Samuel Menashe, whose short, jewel-like poems won him a following in Britain and belated recognition at home, died August 22 at the age of 85 in a Manhattan nursing home, where he moved last year. The cause was listed as heart disease.
For more than 50 years, Menashe lived in a small three-room railroad flat on the fifth floor of a Thompson Street walk-up with a bathtub in the kitchen.
“When we’d run into him in the street he’d often recite a poem — they were all short,” recalled Julie Salamon, a neighbor, who with her husband, Bill Abrams, had been friends of Samuel Menashe for 35 years.
Salamon recalled Menashe’s elegant diction and resonant voice, which he displayed occasionally at readings in local libraries, the most recent in March 2010 at the Mulberry Street Library.
“He read a passage from one of his stories about living in Spain after military service in World War II,” Salamon said. “He was a fascinating man, and we were very lucky to know him.”
His first poem was published in the Yale Review in 1956, the year he moved into his Thompson Streetapartment.

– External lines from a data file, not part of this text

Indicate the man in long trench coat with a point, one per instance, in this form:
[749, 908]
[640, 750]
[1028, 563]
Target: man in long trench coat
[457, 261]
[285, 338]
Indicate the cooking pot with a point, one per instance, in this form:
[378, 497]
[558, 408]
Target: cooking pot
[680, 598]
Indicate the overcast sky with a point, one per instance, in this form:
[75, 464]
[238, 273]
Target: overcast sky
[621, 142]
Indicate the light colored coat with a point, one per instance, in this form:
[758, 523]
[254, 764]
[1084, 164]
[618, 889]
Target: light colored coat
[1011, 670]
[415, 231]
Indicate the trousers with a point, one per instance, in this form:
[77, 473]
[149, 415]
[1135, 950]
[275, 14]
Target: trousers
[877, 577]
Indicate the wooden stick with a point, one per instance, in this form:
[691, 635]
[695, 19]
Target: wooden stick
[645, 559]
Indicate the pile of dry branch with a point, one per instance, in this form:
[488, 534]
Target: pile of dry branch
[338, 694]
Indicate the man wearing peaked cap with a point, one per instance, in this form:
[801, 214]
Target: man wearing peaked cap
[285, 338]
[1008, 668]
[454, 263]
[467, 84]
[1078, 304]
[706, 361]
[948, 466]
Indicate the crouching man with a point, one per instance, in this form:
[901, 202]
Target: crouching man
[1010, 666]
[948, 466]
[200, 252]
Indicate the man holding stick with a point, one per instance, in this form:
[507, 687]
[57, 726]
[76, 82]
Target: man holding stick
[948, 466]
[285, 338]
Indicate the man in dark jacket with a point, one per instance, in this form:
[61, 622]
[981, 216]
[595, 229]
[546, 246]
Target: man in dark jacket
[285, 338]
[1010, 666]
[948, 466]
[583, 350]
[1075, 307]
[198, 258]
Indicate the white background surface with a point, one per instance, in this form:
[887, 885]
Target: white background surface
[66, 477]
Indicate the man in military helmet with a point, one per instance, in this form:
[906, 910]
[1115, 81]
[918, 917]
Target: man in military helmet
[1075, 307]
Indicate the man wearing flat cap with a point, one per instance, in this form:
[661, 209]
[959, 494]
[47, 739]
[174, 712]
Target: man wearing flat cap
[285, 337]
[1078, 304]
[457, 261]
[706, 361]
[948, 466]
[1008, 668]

His poems also appeared in magazines, including The New Yorker and Partisan Review, a literary journal that published from 1934 to 2003. But he was relatively unknown until British poets promoted his work in the Penguin Modern Poets series and his book “The Many Named Beloved” was published in Britain in 1961.
Recognition in the U.S. came in 2004 when the Poetry Foundation gave him its first Neglected Masters Award, with $50,000, and printed a collection of his work.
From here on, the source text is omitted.